New York City is a revolving door of restaurants, bakeries and bars. Only a lucky few — though it certainly comes down to more than luck — have the power to withstand the city’s discriminating diners. Il Buco is one such place. For over 25 years, founder Donna Lennard has dedicated herself to growing the NoHo establishment, which has since expanded into a family of four restaurants and shops across New York and one in Ibiza. And she has no intention of stopping there. For her latest project, Lennard partnered with legendary art dealer Robert Mnuchin on an open-hearth restaurant in Shelter Island, opening next summer.
In the lead-up to the holidays — the busiest time of year for restaurants — we sat down with Lennard for a conversation on the importance of community and embracing the passion of the restaurant industry.
What is your earliest food-related memory?
I remember the first time I tasted a fresh fig on a tree in Italy — it was a very pivotal experience in my life.

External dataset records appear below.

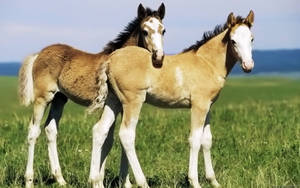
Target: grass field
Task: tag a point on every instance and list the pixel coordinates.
(256, 139)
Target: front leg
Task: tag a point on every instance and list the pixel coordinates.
(127, 136)
(198, 113)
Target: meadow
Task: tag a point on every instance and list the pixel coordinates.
(256, 139)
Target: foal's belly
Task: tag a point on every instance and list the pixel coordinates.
(168, 102)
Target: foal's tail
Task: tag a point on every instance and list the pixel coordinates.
(25, 87)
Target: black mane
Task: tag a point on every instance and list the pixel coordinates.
(211, 34)
(133, 28)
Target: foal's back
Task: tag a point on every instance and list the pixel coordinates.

Food memories though go way back to my childhood. I remember my sister putting her finger in the chocolate pudding bowl and us gobbling up the pudding when I was probably five or six.
What are the most exciting and challenging parts of working in the restaurant industry?
The most challenging is finding and training a good staff that will understand your brand and be able to bring it forward into the community — and having longevity in that. That’s been the biggest challenge and also the biggest reward. When you find those people it’s really heartwarming and it makes life easier on every level because the business is so hard and demanding all the time.
Where do you find inspiration?
I’m a very visceral person, so I don’t have a structured way of looking for inspiration. It comes from my life experiences. I didn’t expect to meet a crazy Italian guy and open an antique store that became a restaurant. I had a very big loss — the loss of my partner — and a year later met this charismatic Italian man and we built Il Buco together over the course of a couple of years.
And travel is also a big one. I love to travel everywhere, whether it’s Greece or Turkey or South America —wherever you move and get outside of your comfort zone and your, what I like to call, ‘Buco’.
What is the best career advice you have received?
Go work for somebody you really admire. I think what’s really important is to get into the passion of the restaurant industry. If you’re in it because you love it then find someone who you admire and whose place you love because you’re spending a lot of time and energy in that place. Better to have it be something you believe in and you can really support from your gut.
What are you most proud of?
Regarding my career, I’m proud of having stuck to my vision and worked from my gut and built a family around me. I have an incredible community that’s mutually respectful, from the producers in Italy to the farmers here in the tri-state area to the guests and regulars who have had such long-standing relationships with us. So many neighbors and friends who are just part of our family at this point.
What do you have planned for the holidays?
I haven’t even had a chance to figure out my personal holiday plans because my son’s 16 and now everything revolves around friends. We’re trying to figure out where we’re going to be, whether we will travel to Ibiza or maybe jump on a ski slope.